Spring is the prettiest time of the year on Symi. Every day brings new flowers, new scents and new colours to the landscape. Orange blossom, hawthorn, cyclamens, daisies of all sizes and colours. The sheep and goats are spoiled for choice. This spring has also brought the Covid-19 vaccination to the island, of which more later.

This weekend is normally a holiday weekend in Greece, with carnival celebrations followed by the traditional Clean Monday picnics and kite flying in the countryside. This year there is no carnival, as was also the case in 2020. The Clean Monday kite flying is permitted under SMS code 6 for exercise, with the proviso that people can only go to parks to fly kites if they go on foot or by bicycle and maintain the social distancing rules. Anyone who has been following the recent upheavals in Nea Smyrni, Athens, will be wondering how well this will go down. On Symi, which dances to its own tune, families will no doubt head up the mountain to their usual family places and do what they usually do. Athens seems a long way away.
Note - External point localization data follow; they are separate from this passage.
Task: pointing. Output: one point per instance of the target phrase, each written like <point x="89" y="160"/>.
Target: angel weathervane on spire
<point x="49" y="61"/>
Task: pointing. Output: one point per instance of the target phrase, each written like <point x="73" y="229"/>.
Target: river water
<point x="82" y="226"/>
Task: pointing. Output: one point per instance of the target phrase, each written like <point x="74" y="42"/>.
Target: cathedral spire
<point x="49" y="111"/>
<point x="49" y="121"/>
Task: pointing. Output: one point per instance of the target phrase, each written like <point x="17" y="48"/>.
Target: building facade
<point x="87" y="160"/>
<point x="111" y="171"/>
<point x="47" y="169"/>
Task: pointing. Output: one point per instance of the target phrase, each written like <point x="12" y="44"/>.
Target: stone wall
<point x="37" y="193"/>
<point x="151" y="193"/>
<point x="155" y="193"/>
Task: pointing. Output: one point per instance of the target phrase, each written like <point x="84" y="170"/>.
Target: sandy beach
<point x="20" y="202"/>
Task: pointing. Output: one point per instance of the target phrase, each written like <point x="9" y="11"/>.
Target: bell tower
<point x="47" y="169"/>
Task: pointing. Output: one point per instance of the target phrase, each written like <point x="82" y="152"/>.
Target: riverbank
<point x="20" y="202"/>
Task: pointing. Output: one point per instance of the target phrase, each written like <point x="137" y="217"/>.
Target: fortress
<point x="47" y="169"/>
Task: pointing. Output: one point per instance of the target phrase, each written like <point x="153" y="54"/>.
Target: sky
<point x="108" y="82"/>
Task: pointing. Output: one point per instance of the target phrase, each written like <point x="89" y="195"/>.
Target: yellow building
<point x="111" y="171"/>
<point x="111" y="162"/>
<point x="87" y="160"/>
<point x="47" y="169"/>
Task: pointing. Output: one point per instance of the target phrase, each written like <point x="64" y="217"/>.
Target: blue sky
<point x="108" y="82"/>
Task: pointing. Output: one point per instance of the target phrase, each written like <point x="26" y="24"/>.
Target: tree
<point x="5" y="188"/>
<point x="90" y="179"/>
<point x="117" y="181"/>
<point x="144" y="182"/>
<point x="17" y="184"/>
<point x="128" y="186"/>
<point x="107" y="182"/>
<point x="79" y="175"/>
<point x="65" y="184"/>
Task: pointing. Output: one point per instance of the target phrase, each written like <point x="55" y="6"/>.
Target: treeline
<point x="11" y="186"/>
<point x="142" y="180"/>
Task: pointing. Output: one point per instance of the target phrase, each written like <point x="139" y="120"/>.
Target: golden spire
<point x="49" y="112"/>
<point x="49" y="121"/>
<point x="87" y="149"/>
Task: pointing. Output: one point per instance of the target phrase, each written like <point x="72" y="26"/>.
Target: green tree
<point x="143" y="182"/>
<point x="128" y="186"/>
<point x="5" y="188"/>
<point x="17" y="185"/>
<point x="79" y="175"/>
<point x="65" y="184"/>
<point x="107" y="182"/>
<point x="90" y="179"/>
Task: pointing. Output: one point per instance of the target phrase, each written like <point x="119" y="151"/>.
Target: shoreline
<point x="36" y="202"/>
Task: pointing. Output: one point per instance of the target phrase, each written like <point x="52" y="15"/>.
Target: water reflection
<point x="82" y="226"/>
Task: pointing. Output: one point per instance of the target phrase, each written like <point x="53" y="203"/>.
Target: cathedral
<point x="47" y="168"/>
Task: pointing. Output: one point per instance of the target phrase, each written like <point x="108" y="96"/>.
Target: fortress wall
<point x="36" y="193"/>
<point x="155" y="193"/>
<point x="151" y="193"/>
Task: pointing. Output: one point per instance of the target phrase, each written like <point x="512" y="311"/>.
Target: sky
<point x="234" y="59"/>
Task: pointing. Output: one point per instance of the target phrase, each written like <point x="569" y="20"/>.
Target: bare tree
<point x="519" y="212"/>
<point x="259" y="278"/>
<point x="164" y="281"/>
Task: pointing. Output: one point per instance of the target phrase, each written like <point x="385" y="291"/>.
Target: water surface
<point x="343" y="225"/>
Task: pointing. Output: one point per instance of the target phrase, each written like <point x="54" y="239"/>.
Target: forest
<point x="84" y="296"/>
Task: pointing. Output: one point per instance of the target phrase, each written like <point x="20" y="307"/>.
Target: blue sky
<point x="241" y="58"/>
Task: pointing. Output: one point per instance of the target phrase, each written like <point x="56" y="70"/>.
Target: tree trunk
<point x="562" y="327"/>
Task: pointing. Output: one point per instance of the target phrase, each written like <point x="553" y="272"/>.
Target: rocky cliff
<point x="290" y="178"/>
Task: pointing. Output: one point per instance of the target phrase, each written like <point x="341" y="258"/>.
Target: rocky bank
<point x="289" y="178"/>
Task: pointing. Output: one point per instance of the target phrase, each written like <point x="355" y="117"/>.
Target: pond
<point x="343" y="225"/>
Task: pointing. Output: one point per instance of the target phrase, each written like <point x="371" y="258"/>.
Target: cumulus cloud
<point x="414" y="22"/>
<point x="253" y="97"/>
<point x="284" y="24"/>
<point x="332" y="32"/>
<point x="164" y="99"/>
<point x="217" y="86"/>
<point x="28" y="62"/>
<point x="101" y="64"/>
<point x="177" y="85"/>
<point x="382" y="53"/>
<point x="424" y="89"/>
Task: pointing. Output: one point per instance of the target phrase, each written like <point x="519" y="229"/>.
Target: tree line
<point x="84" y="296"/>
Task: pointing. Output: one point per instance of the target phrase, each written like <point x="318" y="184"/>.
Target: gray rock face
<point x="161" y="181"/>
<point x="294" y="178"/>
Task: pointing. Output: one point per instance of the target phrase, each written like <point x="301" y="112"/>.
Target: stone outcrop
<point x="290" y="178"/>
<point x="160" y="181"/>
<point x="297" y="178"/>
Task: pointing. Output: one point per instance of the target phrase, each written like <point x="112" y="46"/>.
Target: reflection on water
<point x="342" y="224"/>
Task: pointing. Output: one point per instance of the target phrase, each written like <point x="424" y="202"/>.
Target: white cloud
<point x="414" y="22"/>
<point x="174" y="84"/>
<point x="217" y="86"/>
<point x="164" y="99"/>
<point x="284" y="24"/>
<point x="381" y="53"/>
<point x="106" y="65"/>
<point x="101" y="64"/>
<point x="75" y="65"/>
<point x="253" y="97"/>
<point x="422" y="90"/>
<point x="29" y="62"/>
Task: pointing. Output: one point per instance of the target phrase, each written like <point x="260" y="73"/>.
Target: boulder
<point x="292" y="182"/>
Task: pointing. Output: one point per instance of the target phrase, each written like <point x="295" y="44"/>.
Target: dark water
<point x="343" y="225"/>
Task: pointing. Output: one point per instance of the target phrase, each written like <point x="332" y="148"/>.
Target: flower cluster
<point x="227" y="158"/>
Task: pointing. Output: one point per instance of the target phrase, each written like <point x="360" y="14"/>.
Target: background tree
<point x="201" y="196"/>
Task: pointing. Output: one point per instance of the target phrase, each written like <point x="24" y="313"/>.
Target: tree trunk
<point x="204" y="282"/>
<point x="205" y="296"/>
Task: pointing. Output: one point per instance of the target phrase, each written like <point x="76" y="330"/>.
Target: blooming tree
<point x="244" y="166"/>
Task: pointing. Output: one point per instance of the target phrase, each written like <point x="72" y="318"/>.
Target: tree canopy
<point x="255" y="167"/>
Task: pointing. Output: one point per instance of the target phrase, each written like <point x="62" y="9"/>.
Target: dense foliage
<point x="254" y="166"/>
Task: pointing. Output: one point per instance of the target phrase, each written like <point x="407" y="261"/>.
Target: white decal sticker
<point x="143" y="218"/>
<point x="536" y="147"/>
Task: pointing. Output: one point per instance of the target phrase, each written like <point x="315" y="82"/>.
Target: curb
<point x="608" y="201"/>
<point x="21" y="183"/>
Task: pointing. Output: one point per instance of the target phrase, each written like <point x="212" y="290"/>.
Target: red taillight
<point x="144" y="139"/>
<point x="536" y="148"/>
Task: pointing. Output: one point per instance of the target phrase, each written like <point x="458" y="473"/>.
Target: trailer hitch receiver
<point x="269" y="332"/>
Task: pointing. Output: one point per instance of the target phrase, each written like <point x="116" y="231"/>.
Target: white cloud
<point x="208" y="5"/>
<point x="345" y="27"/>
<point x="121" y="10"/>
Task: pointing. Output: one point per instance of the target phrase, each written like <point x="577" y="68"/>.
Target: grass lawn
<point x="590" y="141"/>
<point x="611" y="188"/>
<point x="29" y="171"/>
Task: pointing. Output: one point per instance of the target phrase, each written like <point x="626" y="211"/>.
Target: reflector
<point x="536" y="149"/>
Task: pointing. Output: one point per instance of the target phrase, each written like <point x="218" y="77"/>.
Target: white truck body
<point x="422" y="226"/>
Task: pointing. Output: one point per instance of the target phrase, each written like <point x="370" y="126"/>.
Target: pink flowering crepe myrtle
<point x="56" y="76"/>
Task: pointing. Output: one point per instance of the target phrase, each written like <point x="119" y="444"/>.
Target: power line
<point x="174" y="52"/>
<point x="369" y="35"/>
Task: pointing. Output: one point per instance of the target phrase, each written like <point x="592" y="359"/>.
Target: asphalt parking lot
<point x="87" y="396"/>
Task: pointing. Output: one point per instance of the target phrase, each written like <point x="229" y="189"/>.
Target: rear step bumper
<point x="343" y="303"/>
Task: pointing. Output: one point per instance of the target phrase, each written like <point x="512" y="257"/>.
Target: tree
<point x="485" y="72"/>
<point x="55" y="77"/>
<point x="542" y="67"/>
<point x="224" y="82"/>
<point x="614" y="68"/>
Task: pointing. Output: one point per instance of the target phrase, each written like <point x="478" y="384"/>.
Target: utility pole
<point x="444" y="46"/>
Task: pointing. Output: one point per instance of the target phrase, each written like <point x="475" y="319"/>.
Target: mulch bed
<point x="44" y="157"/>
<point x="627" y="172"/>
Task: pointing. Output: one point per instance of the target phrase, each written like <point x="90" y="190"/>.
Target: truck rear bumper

The vaccination program has been underway on Symi for several weeks now. Our age group came up last week and we received a phone call from the clinic, telling us exactly what time to arrive for our appointment. After 3 weeks of dry weather of course vaccination day had to bring torrential rain and gale force winds. The clinic door was locked to control entry and exit with everyone only allowed in as their time slot came up. Effectively not more than 4 people were in the surgery at any one time, excluding the staff – the person currently receiving their shot, the next in line and the previous two waiting out the 15-30 minutes recovery time (30 minutes for those with a history of allergies). Everything was done in a very smooth and professional manner. A brief medical history was taken before hand and the right questions were asked. We received the Pfizer injection and are happy to report no side effects. We are to report back at the same time in 3 weeks to receive the second shot. By the way, other routine business such as the issuing of repeat prescriptions was being conducted through the open window of the waiting room. The KEP office at the town hall operates similarly.

According to various articles in the press, the general idea seems to be to try to get the island tourist economies up and running again as quickly as possible with a target date of 14 May. This will be dependent on getting enough people vaccinated for this to be deemed safe and, of course, for borders to open to international travel. As the situation changes on a daily basis everything is still very uncertain.